Davis v. Heimbach
Before: Hayne
Synopsis
Surety—Application tor Summary Process to Enforce Contribution —Notice. —An application under section 709 of the Code of Civil Procedure, by a surety who has paid more than his share of a judgment, for execution against his co-sureties, must be upon notice.
Id.—Relief Obtainable — Setting Aside Contract.—Upon such an application, the applicant cannot have a contract set aside by which he was bound to pay the whole judgment.
Opinion — Hayne
Hayne, C. —This is an appeal by defendants, McDaniel and Miller, from an order quashing an execution issued at their instance against their co-defendants, Wiles and Ludy.
It appears that these four parties were sureties upon a note of defendant Heimbach to the plaintiff Davis, and were all defendants in the action, which was upon the note. Judgment having been entered against them, McDaniel and Miller paid the whole amount, and then, under section 709 of the Code of Civil Procedure, took out a writ of execution against their co-defendants, Wiles and Ludy, for their proportion. This ■ execution was quashed by order of the court, and from this order the appeal is taken.
The section referred to provides that contribution may be enforced in this summary manner “if within ten days after his payment” the party files a notice, etc. The whole sum paid was $5,600.58. Of this, $3,354,30 was paid on May 18th, and the remainder not until June 24th. The notice and claim were filed on June 27th. It is open to doubt whether such filing was “within ten days after his payment.” For, the proceding.being statutory, the course pointed out by the statute must be strictly pursued. (Hansen v. Martin, 63 Cal. 282.) But without expressing an opinion upon this point, we think there are other grounds upon which the order should be affirmed.

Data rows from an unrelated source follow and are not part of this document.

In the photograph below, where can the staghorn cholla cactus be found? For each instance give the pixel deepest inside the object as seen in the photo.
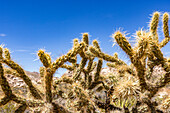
(127, 90)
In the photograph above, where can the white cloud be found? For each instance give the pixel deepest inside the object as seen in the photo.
(2, 34)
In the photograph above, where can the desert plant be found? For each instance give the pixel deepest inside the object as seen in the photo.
(87, 90)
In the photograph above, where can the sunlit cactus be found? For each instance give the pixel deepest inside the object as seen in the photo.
(126, 87)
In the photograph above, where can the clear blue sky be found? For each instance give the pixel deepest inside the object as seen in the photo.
(29, 25)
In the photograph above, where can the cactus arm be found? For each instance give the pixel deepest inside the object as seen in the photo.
(28, 102)
(4, 100)
(7, 54)
(48, 84)
(165, 30)
(100, 61)
(102, 55)
(4, 83)
(21, 108)
(154, 26)
(61, 60)
(98, 70)
(68, 67)
(123, 43)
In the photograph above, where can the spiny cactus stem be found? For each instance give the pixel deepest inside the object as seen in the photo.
(166, 30)
(30, 103)
(123, 43)
(44, 58)
(68, 67)
(4, 100)
(154, 26)
(89, 66)
(7, 54)
(98, 70)
(102, 55)
(156, 50)
(140, 73)
(48, 84)
(4, 83)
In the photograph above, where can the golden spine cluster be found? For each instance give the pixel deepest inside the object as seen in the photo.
(86, 79)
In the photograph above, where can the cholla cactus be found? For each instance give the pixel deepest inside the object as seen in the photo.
(87, 90)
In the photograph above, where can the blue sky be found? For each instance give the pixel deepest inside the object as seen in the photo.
(29, 25)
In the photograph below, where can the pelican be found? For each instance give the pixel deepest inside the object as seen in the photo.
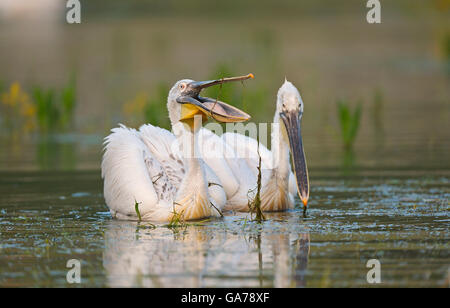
(160, 172)
(278, 183)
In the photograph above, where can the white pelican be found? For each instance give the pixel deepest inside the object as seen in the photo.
(146, 167)
(278, 184)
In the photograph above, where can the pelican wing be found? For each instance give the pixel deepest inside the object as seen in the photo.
(127, 179)
(247, 148)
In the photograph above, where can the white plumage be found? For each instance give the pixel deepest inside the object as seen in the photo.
(278, 183)
(161, 172)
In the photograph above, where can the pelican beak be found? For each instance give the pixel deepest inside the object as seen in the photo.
(291, 121)
(194, 104)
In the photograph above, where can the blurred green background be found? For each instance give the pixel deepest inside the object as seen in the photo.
(376, 95)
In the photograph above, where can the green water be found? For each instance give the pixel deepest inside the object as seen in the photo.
(47, 218)
(387, 199)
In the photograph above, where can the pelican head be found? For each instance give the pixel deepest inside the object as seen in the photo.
(185, 102)
(290, 110)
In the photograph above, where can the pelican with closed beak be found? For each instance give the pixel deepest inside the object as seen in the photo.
(154, 175)
(278, 183)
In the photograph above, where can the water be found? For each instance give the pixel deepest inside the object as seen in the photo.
(388, 199)
(47, 218)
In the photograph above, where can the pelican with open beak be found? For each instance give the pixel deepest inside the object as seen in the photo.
(147, 178)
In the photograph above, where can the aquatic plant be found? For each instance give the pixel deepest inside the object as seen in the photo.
(17, 110)
(136, 208)
(55, 108)
(255, 204)
(349, 122)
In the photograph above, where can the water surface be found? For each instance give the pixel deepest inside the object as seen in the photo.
(400, 218)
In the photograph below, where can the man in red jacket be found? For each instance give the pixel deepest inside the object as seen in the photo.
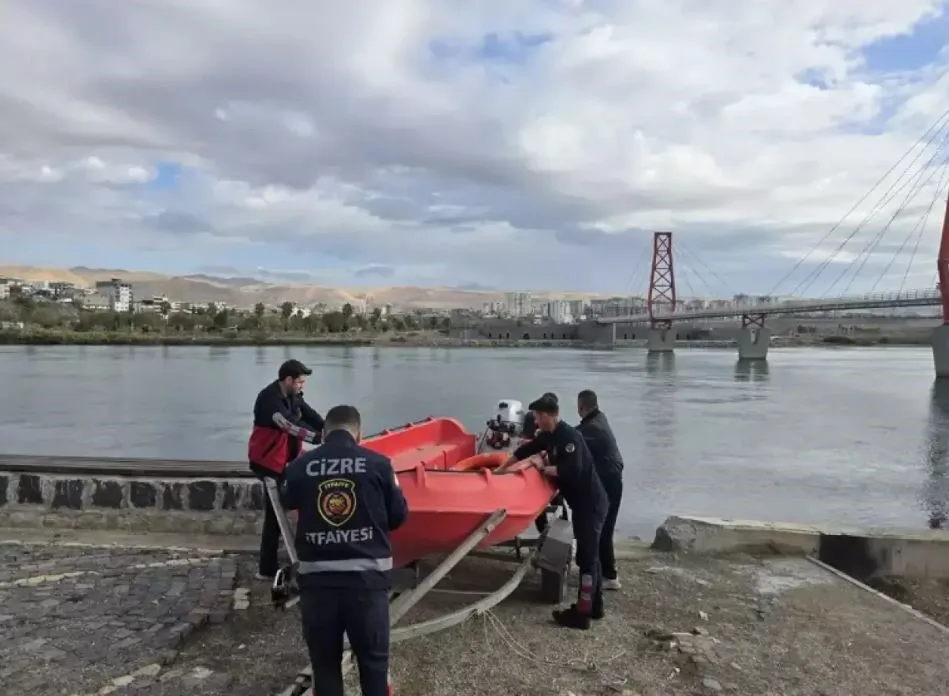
(283, 421)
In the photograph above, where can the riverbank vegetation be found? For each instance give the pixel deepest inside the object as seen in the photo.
(27, 321)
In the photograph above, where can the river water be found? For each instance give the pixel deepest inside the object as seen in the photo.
(850, 436)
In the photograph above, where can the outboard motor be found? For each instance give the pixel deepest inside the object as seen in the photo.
(508, 422)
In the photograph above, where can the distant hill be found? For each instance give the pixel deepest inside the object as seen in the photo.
(245, 292)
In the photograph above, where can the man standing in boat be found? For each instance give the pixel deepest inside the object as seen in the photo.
(529, 431)
(601, 442)
(571, 464)
(348, 500)
(282, 422)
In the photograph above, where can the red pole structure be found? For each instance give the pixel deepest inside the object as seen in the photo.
(942, 265)
(661, 299)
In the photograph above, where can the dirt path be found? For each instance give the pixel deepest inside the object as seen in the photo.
(681, 626)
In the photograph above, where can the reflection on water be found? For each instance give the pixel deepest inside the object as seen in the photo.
(855, 437)
(751, 371)
(936, 491)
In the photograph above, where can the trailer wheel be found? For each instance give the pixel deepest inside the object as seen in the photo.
(553, 586)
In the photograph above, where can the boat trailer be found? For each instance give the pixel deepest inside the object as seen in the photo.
(551, 553)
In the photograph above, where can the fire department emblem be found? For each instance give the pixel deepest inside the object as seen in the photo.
(336, 501)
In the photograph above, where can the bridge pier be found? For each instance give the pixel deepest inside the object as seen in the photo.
(940, 343)
(660, 340)
(598, 334)
(753, 343)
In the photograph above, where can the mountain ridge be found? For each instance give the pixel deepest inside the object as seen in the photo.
(244, 291)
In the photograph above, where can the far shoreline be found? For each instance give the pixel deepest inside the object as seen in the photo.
(408, 339)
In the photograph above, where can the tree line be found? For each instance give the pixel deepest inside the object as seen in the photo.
(210, 318)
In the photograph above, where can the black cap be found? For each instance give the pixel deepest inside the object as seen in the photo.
(293, 369)
(546, 404)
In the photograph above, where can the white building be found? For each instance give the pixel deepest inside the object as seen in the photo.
(559, 312)
(517, 304)
(119, 293)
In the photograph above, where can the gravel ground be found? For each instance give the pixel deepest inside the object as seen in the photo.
(681, 626)
(928, 596)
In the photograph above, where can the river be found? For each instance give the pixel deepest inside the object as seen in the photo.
(849, 436)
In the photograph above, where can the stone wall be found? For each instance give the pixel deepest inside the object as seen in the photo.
(194, 505)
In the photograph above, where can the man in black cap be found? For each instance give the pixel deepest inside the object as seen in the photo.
(599, 437)
(530, 432)
(282, 422)
(571, 464)
(349, 501)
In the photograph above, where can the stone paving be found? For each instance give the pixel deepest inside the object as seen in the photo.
(83, 620)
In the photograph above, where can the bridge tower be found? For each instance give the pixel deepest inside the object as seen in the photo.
(662, 297)
(941, 333)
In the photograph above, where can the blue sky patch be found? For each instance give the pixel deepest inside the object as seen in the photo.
(493, 47)
(910, 51)
(167, 175)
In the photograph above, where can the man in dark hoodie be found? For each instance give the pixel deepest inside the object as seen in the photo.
(530, 432)
(283, 421)
(601, 442)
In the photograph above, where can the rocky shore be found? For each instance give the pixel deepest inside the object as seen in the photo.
(112, 618)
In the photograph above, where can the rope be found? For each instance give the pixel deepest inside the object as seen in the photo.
(584, 664)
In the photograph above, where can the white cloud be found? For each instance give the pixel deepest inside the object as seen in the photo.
(394, 133)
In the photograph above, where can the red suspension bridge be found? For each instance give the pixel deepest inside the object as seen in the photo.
(663, 307)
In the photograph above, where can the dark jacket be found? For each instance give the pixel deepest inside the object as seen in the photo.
(348, 501)
(281, 424)
(576, 472)
(529, 428)
(599, 437)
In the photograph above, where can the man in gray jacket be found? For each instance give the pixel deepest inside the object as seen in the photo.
(601, 442)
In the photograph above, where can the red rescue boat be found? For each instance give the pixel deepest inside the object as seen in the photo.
(451, 488)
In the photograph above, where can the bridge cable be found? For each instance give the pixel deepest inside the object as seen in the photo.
(888, 196)
(640, 270)
(943, 182)
(685, 254)
(915, 232)
(918, 185)
(932, 168)
(892, 191)
(725, 285)
(685, 279)
(856, 205)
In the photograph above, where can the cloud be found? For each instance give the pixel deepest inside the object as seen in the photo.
(374, 271)
(472, 144)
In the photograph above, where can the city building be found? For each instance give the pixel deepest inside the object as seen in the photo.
(517, 304)
(119, 292)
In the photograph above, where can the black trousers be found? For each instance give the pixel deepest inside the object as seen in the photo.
(614, 493)
(586, 530)
(541, 522)
(269, 537)
(363, 615)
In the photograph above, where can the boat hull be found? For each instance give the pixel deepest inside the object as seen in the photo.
(446, 506)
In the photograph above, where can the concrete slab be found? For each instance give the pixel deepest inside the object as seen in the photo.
(716, 535)
(866, 553)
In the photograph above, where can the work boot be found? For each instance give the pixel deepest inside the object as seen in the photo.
(597, 613)
(571, 618)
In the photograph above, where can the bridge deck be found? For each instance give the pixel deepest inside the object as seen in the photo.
(912, 298)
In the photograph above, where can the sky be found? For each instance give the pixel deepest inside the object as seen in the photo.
(518, 145)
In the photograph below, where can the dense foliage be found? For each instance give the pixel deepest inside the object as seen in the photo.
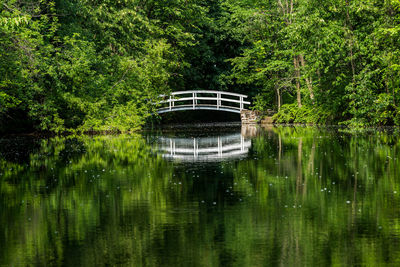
(98, 65)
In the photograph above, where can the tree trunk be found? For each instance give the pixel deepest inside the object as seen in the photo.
(350, 36)
(308, 80)
(297, 78)
(278, 95)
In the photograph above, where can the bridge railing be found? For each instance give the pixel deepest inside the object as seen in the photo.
(198, 95)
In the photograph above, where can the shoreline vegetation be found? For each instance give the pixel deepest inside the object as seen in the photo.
(84, 66)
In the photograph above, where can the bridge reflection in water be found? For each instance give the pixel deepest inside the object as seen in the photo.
(204, 148)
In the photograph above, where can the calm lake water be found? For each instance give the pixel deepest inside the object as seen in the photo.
(202, 196)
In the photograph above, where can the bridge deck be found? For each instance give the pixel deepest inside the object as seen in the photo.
(199, 107)
(200, 100)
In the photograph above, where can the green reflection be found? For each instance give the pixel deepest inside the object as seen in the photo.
(302, 196)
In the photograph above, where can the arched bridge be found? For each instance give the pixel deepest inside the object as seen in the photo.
(203, 100)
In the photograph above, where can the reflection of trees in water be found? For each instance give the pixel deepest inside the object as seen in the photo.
(111, 200)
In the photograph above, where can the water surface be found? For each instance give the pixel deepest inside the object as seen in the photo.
(202, 196)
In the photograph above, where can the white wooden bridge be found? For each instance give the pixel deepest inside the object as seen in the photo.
(204, 148)
(203, 100)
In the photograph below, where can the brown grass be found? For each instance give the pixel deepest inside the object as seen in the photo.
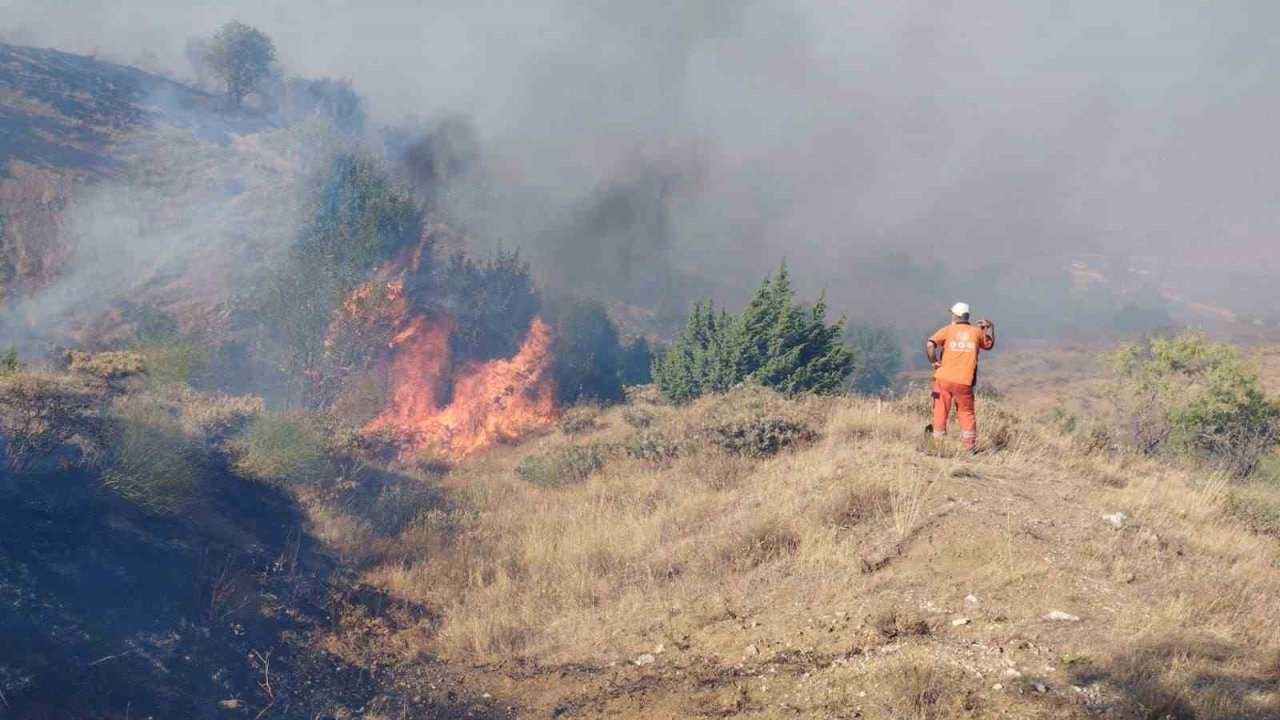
(842, 561)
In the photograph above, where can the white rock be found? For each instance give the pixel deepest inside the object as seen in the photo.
(1116, 519)
(1063, 616)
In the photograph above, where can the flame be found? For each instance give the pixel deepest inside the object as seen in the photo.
(492, 402)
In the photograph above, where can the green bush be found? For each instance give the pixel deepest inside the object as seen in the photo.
(492, 304)
(567, 465)
(282, 449)
(1194, 396)
(155, 465)
(776, 342)
(878, 359)
(352, 219)
(588, 351)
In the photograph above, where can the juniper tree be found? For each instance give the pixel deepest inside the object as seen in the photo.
(241, 55)
(775, 342)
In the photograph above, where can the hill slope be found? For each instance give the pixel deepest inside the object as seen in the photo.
(117, 182)
(864, 574)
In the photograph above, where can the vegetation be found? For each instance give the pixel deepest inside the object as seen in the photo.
(336, 101)
(588, 351)
(878, 358)
(1191, 395)
(155, 466)
(10, 363)
(352, 220)
(568, 465)
(50, 418)
(241, 57)
(492, 304)
(282, 449)
(110, 367)
(775, 342)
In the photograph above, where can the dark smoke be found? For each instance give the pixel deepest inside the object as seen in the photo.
(900, 154)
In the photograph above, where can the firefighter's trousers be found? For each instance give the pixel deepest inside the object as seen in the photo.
(946, 393)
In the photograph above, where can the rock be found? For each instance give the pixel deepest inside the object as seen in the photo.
(1063, 616)
(1116, 519)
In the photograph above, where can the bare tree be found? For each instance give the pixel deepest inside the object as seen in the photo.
(241, 55)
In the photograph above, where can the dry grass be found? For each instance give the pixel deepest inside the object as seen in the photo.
(858, 540)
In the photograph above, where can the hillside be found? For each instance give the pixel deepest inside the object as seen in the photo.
(115, 182)
(744, 556)
(860, 574)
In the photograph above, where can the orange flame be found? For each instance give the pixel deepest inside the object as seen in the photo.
(493, 402)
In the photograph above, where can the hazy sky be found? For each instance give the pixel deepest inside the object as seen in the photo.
(956, 133)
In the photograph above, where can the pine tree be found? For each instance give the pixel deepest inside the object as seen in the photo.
(776, 342)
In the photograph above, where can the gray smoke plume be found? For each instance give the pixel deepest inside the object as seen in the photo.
(899, 154)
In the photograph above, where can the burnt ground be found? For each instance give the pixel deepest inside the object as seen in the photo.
(106, 613)
(64, 110)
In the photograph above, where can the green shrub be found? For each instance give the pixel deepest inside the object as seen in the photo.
(155, 466)
(282, 449)
(492, 304)
(1197, 397)
(878, 359)
(588, 351)
(567, 465)
(579, 419)
(776, 342)
(10, 363)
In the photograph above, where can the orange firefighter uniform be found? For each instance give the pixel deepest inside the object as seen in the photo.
(956, 376)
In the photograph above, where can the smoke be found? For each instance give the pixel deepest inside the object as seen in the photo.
(897, 154)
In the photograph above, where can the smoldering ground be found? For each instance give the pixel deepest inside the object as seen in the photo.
(897, 154)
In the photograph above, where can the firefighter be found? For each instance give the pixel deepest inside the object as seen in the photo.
(954, 354)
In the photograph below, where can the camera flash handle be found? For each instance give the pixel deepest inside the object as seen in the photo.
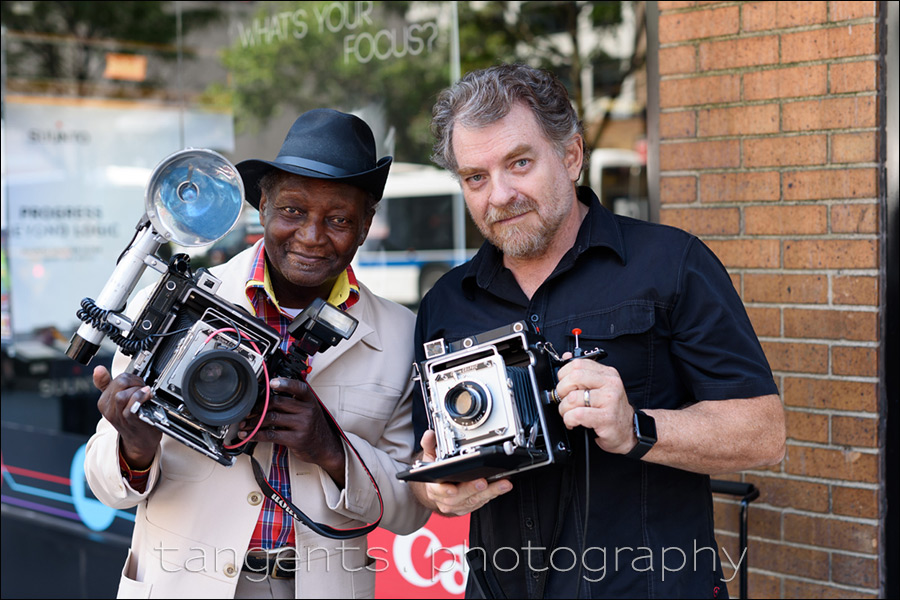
(577, 352)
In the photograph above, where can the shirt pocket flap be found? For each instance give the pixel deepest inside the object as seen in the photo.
(624, 319)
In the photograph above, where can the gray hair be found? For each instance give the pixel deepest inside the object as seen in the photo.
(485, 96)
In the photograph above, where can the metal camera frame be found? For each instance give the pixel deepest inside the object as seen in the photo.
(499, 445)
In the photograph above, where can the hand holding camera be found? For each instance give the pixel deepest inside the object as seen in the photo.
(487, 398)
(463, 498)
(593, 396)
(139, 440)
(295, 419)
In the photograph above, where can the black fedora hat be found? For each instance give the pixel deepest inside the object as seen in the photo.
(324, 144)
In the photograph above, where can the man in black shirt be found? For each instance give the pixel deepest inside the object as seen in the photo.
(682, 356)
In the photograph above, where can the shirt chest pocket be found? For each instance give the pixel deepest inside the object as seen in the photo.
(625, 332)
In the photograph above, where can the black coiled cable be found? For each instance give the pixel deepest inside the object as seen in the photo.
(96, 317)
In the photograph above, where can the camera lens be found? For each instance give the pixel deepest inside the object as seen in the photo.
(219, 387)
(467, 403)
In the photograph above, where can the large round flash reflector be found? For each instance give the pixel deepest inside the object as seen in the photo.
(194, 197)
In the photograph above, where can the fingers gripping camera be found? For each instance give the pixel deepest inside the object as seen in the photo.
(485, 397)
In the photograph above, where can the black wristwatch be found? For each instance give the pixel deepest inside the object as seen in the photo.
(645, 430)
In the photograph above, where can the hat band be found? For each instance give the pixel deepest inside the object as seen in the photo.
(313, 165)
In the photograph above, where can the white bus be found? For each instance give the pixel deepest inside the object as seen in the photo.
(422, 229)
(420, 232)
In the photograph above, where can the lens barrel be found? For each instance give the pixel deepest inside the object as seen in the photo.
(468, 403)
(219, 387)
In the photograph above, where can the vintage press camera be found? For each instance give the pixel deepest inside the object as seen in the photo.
(206, 360)
(209, 360)
(490, 401)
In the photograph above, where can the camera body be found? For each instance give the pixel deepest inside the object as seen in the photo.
(205, 359)
(202, 357)
(487, 399)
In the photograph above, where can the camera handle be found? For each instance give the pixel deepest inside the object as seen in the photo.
(320, 528)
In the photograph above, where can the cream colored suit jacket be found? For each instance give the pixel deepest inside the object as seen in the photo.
(196, 517)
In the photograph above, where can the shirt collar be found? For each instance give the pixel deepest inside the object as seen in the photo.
(600, 228)
(344, 293)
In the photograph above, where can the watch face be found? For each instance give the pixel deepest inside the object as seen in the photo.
(646, 426)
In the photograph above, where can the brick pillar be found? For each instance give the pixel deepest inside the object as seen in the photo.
(769, 152)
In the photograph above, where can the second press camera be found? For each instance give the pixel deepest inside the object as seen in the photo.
(490, 401)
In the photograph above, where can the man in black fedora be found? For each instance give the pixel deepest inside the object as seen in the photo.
(204, 530)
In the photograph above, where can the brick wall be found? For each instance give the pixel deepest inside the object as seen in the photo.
(769, 152)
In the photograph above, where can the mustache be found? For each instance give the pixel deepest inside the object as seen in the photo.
(496, 214)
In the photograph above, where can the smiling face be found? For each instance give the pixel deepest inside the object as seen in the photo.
(312, 230)
(518, 188)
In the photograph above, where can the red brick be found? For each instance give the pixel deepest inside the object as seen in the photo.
(766, 321)
(744, 52)
(809, 427)
(854, 570)
(854, 218)
(792, 289)
(833, 113)
(740, 120)
(830, 393)
(853, 360)
(692, 91)
(794, 588)
(797, 357)
(785, 220)
(830, 324)
(831, 254)
(854, 431)
(855, 9)
(784, 151)
(791, 560)
(757, 16)
(855, 290)
(740, 187)
(678, 59)
(674, 4)
(760, 585)
(781, 15)
(860, 76)
(677, 189)
(761, 254)
(855, 502)
(678, 27)
(849, 465)
(832, 183)
(792, 82)
(823, 44)
(853, 147)
(703, 221)
(678, 125)
(790, 493)
(680, 156)
(831, 533)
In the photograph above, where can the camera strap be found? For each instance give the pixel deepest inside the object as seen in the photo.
(296, 513)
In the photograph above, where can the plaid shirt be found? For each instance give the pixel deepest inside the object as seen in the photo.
(274, 528)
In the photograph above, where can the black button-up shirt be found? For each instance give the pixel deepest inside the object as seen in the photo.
(666, 312)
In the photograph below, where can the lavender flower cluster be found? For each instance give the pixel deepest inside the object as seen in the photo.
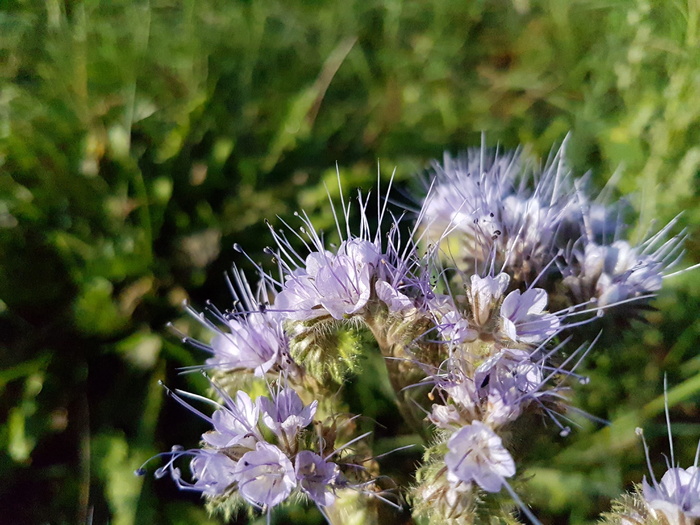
(474, 306)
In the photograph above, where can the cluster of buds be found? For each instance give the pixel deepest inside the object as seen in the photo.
(473, 307)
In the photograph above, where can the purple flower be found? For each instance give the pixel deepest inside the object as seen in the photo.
(484, 200)
(508, 381)
(676, 495)
(339, 285)
(523, 317)
(484, 295)
(213, 472)
(395, 301)
(316, 477)
(285, 414)
(253, 342)
(476, 453)
(236, 423)
(265, 476)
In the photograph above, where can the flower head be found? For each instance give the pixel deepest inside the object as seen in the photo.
(317, 477)
(523, 317)
(285, 414)
(476, 453)
(265, 476)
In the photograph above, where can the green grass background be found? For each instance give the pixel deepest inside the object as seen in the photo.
(140, 139)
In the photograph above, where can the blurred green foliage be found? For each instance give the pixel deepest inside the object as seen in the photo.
(140, 139)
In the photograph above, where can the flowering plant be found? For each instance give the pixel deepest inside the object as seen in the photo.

1. The order directing the issuance of the execution was obtained without notice to the parties to be affected by it. We have not been referred to any decision in relation to the section under which the proceedings were taken. But there are several decisions in relation to section 942, which provides for the entry of [263]judgment against sureties on appeal bonds. In Ladd v. Parnell, 57 Cal. 232, the court said that it saw nothing in the point that that section was unconstitutional. But in that case it appears from the opinion that notice had been given, and from the argument of counsel it would seem that the point in which the court could see nothing was, that the sureties were entitled to a trial by jury.
In the subsequent case of Meredith v. S. C. M. A. of Baltimore, 60 Cal. 617, it was held that the sureties on an appeal bond were not entitled to notice of an application for judgment against them. The ground of the decision seems to have been that the section did not provide for notice, and that it must be presumed that the sureties contracted with reference to existing law, which therefore entered into and formed a part of their contract. It is to be observed of this case that the statute construed does not in terms dispense with notice. It is simply silent upon the subject. And if it be true that, when taken in connection with other provisions of the same code (secs. 1005 and 1011), it does not provide for notice, yet it is deserving of consideration, whether, in view of the importance of an opportunity to be heard,— a right which almost always exists,—it ought not to be presumed that the parties contracted with reference to it, and that it formed a part of their contract. To say otherwise is to dispense with a fundamental and important right by a somewhat strained application of an artificial rule of construction of a contract.